Jüngste Forschungen von Professorin Valentina Zharkova (Northumbria University) und ihrer Kollegen haben neue Erkenntnisse über die inneren Vorgänge der Sonne erbracht. Falls sie stimmen, bedeuten diese neuen Entdeckungen, dass zukünftige solare Zyklen und Variationen der Sonnenaktivität genauer vorhergesagt werden können.

Die Forschungen zeigen, dass sich die nächsten drei solaren Zyklen durch eine signifikante Reduktion der Sonnenaktivität auszeichnen bis Mitte des Jahrhunderts – mit Bedingungen ähnlich denen, die zuletzt im 17. Jahrhundert verzeichnet worden sind – also während des Maunder-Minimums.

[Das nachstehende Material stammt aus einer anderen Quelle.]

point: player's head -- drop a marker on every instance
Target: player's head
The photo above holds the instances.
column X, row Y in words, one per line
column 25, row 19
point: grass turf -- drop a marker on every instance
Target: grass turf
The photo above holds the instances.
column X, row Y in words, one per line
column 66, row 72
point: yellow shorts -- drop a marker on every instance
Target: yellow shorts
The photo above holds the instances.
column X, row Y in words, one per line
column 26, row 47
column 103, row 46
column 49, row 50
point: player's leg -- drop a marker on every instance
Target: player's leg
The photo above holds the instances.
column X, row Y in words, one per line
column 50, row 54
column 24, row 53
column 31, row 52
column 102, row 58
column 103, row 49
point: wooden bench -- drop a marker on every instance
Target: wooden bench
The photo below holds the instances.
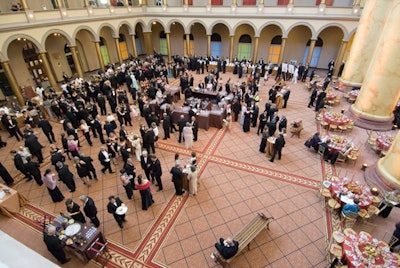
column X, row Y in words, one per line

Dies dürfte Implikationen hinsichtlich der Temperatur auf der Erde mit sich bringen. Zukünftige solare Zyklen werden als ein Test der Arbeit der Astrophysiker fungieren, aber einige Klimawissenschaftler haben die Forschungen abgelehnt und sogar versucht, die Bekanntgabe der neuen Ergebnisse zu unterdrücken [was für mich eine klare Bestätigung dieser Ergebnisse ist! Anm. d. Übers.]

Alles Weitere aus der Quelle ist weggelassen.